The "artist" had almost packed up when I recrossed the park in the late afternoon. He had put away his brushes and palette in an uncharacteristically neat case, which housed his paints. His picture remained on the travelling easel, however. I noticed, as I approached across the grass, that he had added something new but I could not quite make it out.
   I returned his shouted greeting from a conversational range. He told me that he had finished, more or less, as I inspected the daub in its final form. Being polite to despicable people is good training for coping with the obnoxious types in the business world – those whom one would prefer not to upset.
   There was a figure on the grass in the foreground of the picture. His clothes were a brownish cream, his hair a lick of scarlet. The man seemed to be lying on his face in a careless sprawl, either asleep or drunk. It was hardly paranoid of me to see an obvious parallel between the shape and my summer suit, in a shade that the designer called old parchment, and my auburn hair.
   The "artist" had a look of eager pride in his washed-out, blue eyes. Making the insult clear, he told me that he always included a relevant human element in his works – someone who had played an essential part in the creation of the picture.
   Maintaining my pleasant smile with difficulty, I asked him the title. I was on the point of asking him to repeat himself when he took the revolver from the side pocket of that dreadful anorak.
   I turned to flee, blindly, hopelessly, as he pulled back the hammer to cock the revolver. I realized, too late, that I was running toward the Serpentine. I stopped, telling myself that I should have chosen any other direction but toward the position of the figure in the painting.

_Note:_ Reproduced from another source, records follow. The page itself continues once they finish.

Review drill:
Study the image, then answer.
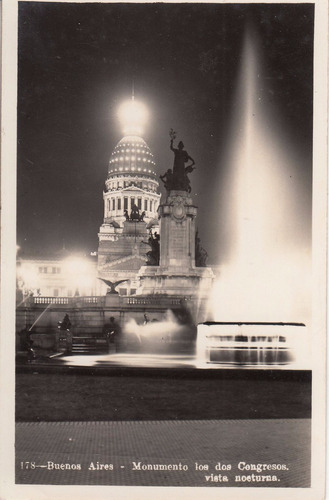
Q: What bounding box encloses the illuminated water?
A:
[211,32,311,323]
[202,31,311,366]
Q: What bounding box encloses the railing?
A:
[32,297,72,304]
[125,296,188,306]
[22,296,104,307]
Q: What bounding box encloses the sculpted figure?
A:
[169,129,195,192]
[160,168,174,191]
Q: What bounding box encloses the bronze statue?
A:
[195,231,208,267]
[160,168,174,191]
[130,205,139,222]
[160,129,195,193]
[141,229,160,266]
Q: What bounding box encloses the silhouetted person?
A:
[170,137,195,191]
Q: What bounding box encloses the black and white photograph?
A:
[0,0,327,500]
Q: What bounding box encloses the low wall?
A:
[16,294,204,349]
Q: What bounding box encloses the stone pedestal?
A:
[138,191,214,314]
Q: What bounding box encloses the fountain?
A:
[198,29,311,367]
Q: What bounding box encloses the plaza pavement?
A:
[15,355,311,488]
[16,419,311,488]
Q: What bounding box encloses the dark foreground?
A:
[16,366,311,422]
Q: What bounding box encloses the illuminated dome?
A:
[108,135,156,177]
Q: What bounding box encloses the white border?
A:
[0,0,328,500]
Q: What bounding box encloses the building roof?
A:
[108,135,157,177]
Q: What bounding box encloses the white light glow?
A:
[212,31,311,324]
[118,99,148,135]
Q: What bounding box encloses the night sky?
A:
[17,2,313,264]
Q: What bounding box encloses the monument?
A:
[137,129,214,322]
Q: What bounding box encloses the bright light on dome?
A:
[118,100,148,135]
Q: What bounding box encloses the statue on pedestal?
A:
[195,231,208,267]
[160,129,195,193]
[141,229,160,266]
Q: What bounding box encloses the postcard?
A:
[0,0,328,500]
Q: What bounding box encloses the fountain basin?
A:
[196,321,307,367]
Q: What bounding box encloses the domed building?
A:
[98,99,161,295]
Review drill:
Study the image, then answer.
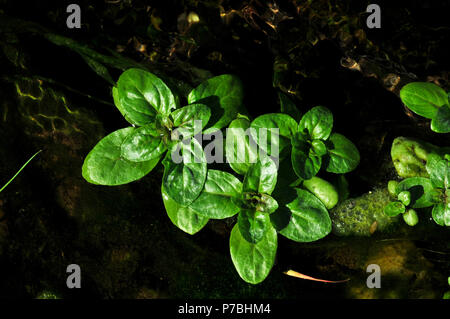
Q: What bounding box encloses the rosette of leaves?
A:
[384,153,450,226]
[400,82,450,133]
[251,106,360,180]
[82,68,243,205]
[162,156,331,284]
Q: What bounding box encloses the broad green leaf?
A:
[397,191,411,206]
[426,153,450,188]
[189,169,242,219]
[163,138,207,206]
[171,104,211,139]
[395,177,436,208]
[271,189,331,242]
[431,202,450,226]
[291,133,322,179]
[431,104,450,133]
[188,74,244,134]
[261,194,278,214]
[112,86,137,125]
[384,202,406,217]
[400,82,448,119]
[250,113,297,156]
[326,133,359,174]
[225,117,258,175]
[161,187,209,235]
[242,156,277,195]
[303,176,339,209]
[298,106,333,140]
[278,92,301,122]
[238,209,272,244]
[116,68,176,126]
[121,123,166,162]
[403,208,419,227]
[82,127,159,185]
[230,224,278,284]
[311,140,327,156]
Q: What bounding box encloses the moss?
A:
[330,188,398,236]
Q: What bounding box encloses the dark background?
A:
[0,0,450,298]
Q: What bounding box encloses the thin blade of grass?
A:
[0,150,42,193]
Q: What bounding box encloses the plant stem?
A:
[0,150,42,193]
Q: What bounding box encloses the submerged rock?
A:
[391,136,450,178]
[330,188,398,236]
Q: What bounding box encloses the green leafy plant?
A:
[82,68,243,205]
[384,153,450,226]
[251,106,360,180]
[162,156,331,284]
[400,82,450,133]
[0,150,42,193]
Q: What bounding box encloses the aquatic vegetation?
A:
[83,68,242,205]
[384,153,450,226]
[250,106,360,180]
[400,82,450,133]
[391,136,450,178]
[82,68,359,284]
[330,188,397,237]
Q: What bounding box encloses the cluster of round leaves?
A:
[400,82,450,133]
[251,106,360,180]
[384,153,450,226]
[82,69,359,284]
[82,69,243,205]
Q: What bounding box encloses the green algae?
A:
[330,188,398,236]
[391,136,450,178]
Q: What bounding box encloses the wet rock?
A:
[330,188,398,236]
[391,137,449,178]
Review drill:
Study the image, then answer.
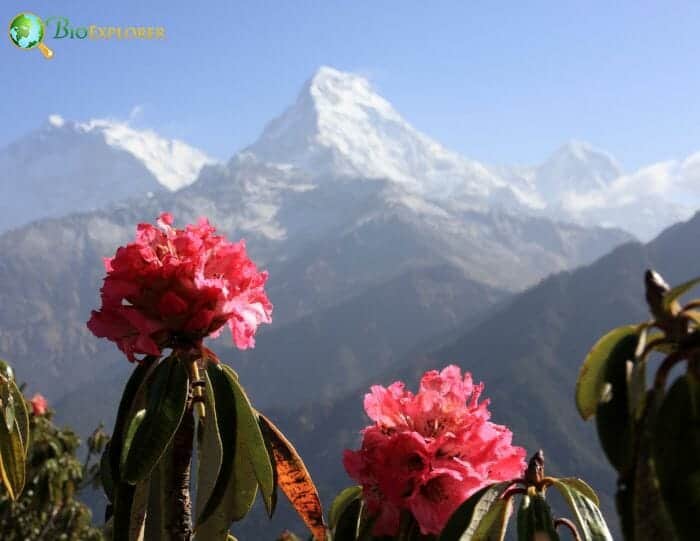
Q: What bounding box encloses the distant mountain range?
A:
[240,209,700,536]
[0,68,698,532]
[0,67,700,239]
[0,115,214,232]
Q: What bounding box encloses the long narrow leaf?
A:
[10,380,30,457]
[195,372,224,515]
[110,357,155,482]
[0,411,25,500]
[576,325,638,419]
[552,480,612,541]
[328,486,362,530]
[440,482,511,541]
[221,364,275,515]
[197,364,237,524]
[123,358,189,483]
[259,414,326,541]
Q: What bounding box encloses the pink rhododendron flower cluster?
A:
[343,366,525,536]
[29,393,49,417]
[88,213,272,361]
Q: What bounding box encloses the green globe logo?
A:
[9,13,53,58]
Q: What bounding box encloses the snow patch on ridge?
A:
[75,115,216,191]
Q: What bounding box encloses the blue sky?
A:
[0,0,700,169]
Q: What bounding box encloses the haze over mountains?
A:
[0,115,214,232]
[0,68,700,532]
[0,67,700,239]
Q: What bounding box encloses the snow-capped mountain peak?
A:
[0,114,213,231]
[244,67,504,204]
[535,141,623,202]
[73,115,215,191]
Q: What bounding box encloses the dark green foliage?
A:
[653,373,700,541]
[0,398,105,541]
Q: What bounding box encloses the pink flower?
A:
[343,366,525,536]
[29,393,49,417]
[87,213,272,361]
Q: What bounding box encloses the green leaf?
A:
[0,381,15,432]
[119,409,146,470]
[663,277,700,311]
[9,380,30,457]
[110,357,155,482]
[632,390,678,541]
[576,325,639,420]
[0,412,26,501]
[552,479,612,541]
[195,364,258,541]
[129,479,150,541]
[467,498,513,541]
[558,477,600,507]
[328,486,362,530]
[0,359,15,381]
[197,364,237,524]
[615,479,635,541]
[100,441,116,503]
[259,414,327,541]
[195,372,223,516]
[440,482,512,541]
[595,326,636,472]
[195,440,258,541]
[518,494,559,541]
[652,372,700,540]
[123,357,189,483]
[332,498,362,541]
[112,483,136,541]
[219,364,275,515]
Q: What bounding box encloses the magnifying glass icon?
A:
[8,12,53,59]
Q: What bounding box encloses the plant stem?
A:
[165,404,194,541]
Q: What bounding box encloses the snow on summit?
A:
[0,114,213,232]
[246,67,503,205]
[75,115,214,191]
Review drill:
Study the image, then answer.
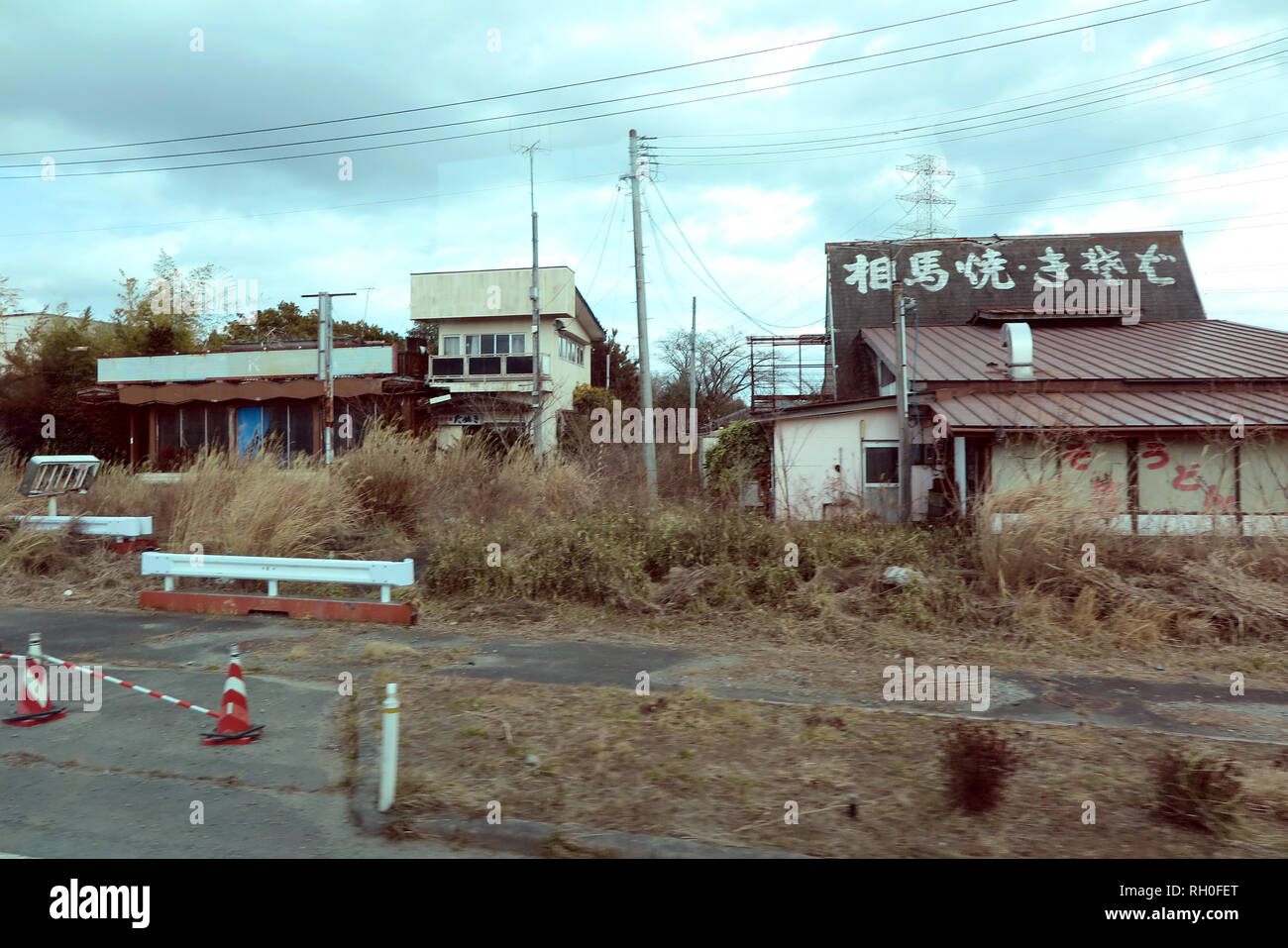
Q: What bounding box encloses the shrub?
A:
[1153,750,1243,833]
[703,420,769,498]
[334,422,434,532]
[941,721,1018,812]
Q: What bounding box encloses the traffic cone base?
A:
[4,707,67,728]
[4,649,67,728]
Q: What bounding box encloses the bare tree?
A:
[654,329,751,421]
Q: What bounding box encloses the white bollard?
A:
[378,683,398,812]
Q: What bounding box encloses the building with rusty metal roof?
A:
[765,231,1288,532]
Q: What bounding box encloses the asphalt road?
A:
[0,609,504,858]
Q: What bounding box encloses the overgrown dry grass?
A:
[365,677,1288,857]
[0,428,1288,686]
[975,480,1288,644]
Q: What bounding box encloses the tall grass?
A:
[973,461,1288,642]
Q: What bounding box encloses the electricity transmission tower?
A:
[896,155,957,237]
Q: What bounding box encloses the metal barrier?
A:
[141,553,416,603]
[13,516,152,537]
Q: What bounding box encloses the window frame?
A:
[863,441,899,488]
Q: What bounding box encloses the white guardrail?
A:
[142,553,416,603]
[13,516,152,537]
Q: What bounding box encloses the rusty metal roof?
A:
[862,319,1288,383]
[930,386,1288,432]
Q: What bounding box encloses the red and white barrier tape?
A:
[0,652,219,717]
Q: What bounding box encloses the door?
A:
[237,404,268,455]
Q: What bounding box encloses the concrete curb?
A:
[378,816,812,859]
[349,689,811,859]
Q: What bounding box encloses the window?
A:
[863,446,899,487]
[559,336,587,366]
[463,332,525,356]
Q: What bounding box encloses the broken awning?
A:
[926,386,1288,434]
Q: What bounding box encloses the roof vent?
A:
[1002,322,1033,381]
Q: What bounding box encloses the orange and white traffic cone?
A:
[201,645,265,745]
[4,632,67,728]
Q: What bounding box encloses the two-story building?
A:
[411,266,605,455]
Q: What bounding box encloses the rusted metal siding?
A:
[98,345,395,383]
[930,386,1288,432]
[862,319,1288,383]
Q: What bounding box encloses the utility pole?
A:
[302,291,358,465]
[690,296,698,476]
[630,129,657,497]
[890,279,912,523]
[522,142,544,464]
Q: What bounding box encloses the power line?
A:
[669,63,1276,168]
[658,40,1283,166]
[661,29,1288,140]
[0,0,1024,158]
[670,32,1284,158]
[0,171,617,239]
[0,0,1211,180]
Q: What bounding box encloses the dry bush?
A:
[974,464,1288,643]
[170,451,362,558]
[0,523,76,576]
[334,422,434,533]
[1153,750,1243,833]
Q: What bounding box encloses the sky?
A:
[0,0,1288,352]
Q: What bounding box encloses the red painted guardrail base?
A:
[139,590,416,626]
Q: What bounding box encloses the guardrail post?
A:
[378,682,399,812]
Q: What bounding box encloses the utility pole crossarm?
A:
[300,290,358,465]
[630,129,657,497]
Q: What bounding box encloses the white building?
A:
[411,266,605,454]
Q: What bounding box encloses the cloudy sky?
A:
[0,0,1288,348]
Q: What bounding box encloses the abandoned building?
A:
[77,340,432,472]
[411,266,605,455]
[752,231,1288,533]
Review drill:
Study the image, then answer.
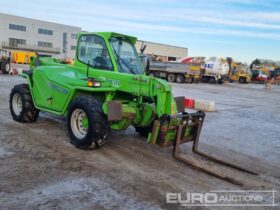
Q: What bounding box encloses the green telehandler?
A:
[10,32,254,184]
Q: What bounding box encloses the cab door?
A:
[32,67,53,109]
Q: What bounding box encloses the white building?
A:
[0,13,81,58]
[136,40,188,61]
[0,13,188,61]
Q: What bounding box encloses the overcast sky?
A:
[0,0,280,63]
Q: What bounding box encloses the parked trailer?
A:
[201,57,229,84]
[139,54,200,83]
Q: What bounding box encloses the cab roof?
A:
[78,32,137,44]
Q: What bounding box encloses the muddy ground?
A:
[0,75,280,209]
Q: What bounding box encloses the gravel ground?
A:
[0,75,280,209]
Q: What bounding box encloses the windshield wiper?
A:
[112,42,136,74]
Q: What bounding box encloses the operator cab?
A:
[76,33,143,75]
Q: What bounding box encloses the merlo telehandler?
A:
[10,32,258,184]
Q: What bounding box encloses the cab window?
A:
[77,35,113,71]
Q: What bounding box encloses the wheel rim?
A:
[71,109,88,139]
[12,93,22,115]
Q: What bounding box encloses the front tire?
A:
[10,84,39,123]
[134,121,154,138]
[67,95,109,149]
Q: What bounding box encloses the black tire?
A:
[209,77,217,84]
[67,95,110,149]
[9,84,39,123]
[238,77,246,83]
[167,74,176,82]
[186,77,193,83]
[193,78,199,83]
[134,121,154,138]
[1,60,11,74]
[218,79,224,85]
[176,74,185,83]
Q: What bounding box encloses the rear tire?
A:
[10,84,39,123]
[134,121,154,138]
[176,74,185,83]
[167,74,176,82]
[67,95,109,149]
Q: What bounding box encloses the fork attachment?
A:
[173,113,258,186]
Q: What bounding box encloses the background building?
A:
[136,40,188,61]
[0,13,81,58]
[0,13,188,61]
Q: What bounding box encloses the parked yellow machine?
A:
[12,51,35,64]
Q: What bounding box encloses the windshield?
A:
[110,38,143,74]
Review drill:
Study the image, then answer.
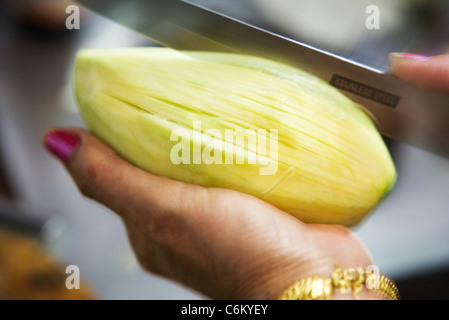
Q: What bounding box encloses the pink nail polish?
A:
[44,130,80,164]
[399,52,427,60]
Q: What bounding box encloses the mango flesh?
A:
[74,48,396,226]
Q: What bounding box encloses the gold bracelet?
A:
[279,265,400,300]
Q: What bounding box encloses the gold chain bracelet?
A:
[279,265,399,300]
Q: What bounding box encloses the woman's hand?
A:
[44,129,378,299]
[390,53,449,94]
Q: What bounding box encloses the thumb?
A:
[389,53,449,94]
[43,129,192,225]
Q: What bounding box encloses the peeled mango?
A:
[74,47,396,226]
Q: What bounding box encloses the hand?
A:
[44,129,379,299]
[390,53,449,94]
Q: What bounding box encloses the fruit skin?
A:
[74,48,396,226]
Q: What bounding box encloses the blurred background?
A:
[0,0,449,299]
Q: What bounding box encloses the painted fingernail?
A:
[389,52,428,60]
[44,129,80,164]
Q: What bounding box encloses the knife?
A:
[77,0,449,158]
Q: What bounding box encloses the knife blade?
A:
[77,0,449,158]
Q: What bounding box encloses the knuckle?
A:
[78,157,112,197]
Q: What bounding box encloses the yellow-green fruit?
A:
[75,48,396,225]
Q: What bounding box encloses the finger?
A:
[389,53,449,94]
[44,129,209,228]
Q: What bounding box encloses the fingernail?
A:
[389,52,428,60]
[44,129,80,164]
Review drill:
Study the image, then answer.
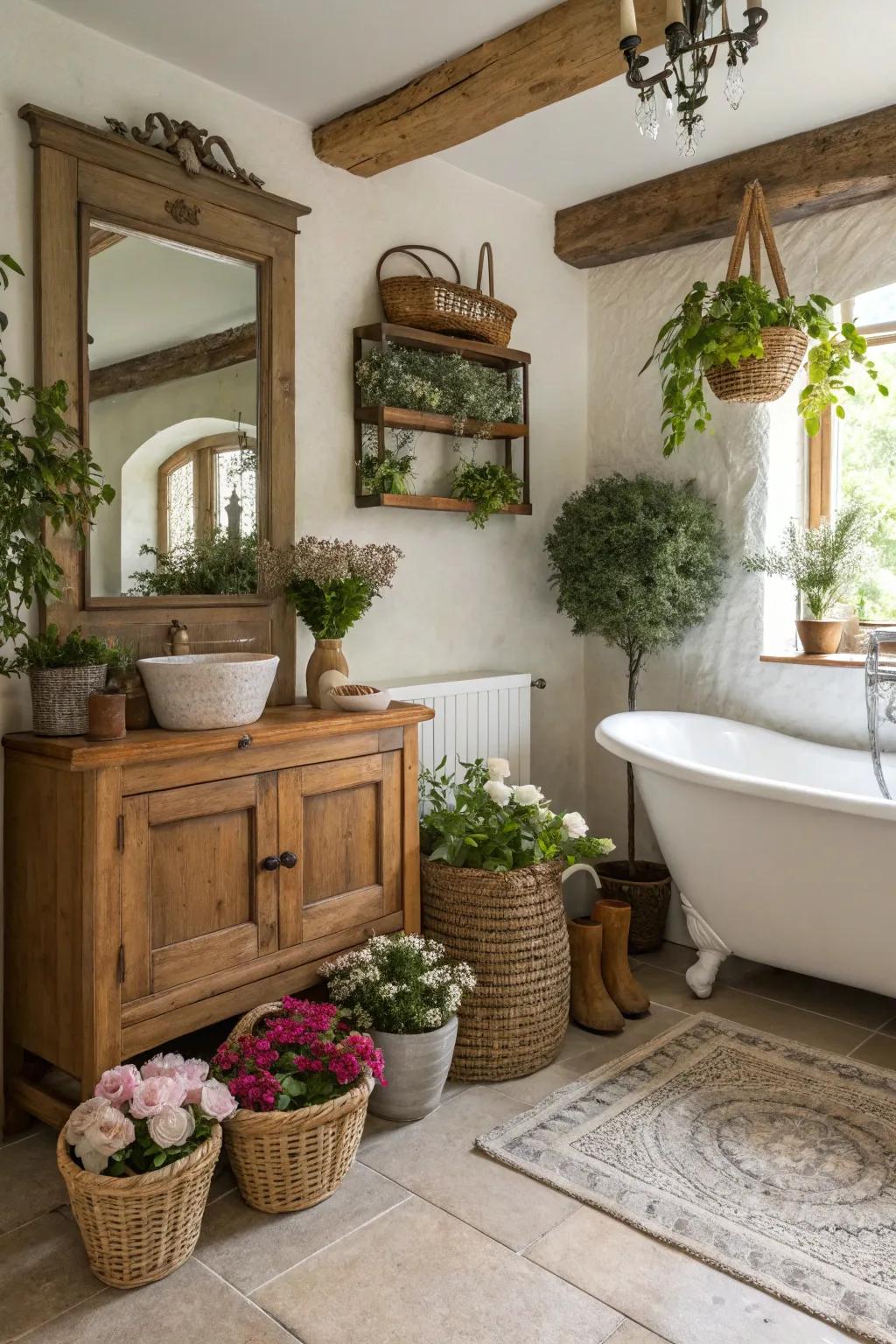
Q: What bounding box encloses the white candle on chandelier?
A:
[620,0,638,42]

   Too late, I realized that I had reached that exact same spot. In an infinite instant between the report of the gun and the impact of the bullet, I knew that there had been a fundamental shift of power. My transient control of his life had become ultimate control of mine. I knew now why the talentless "artist" had called his painting Landscape With Corpse....... ■

Back to Short StoriesBack to Front Page

Created for Romiley Literary Circle by Henry T. Smith Productions, 10 SK6 4EG, G.B.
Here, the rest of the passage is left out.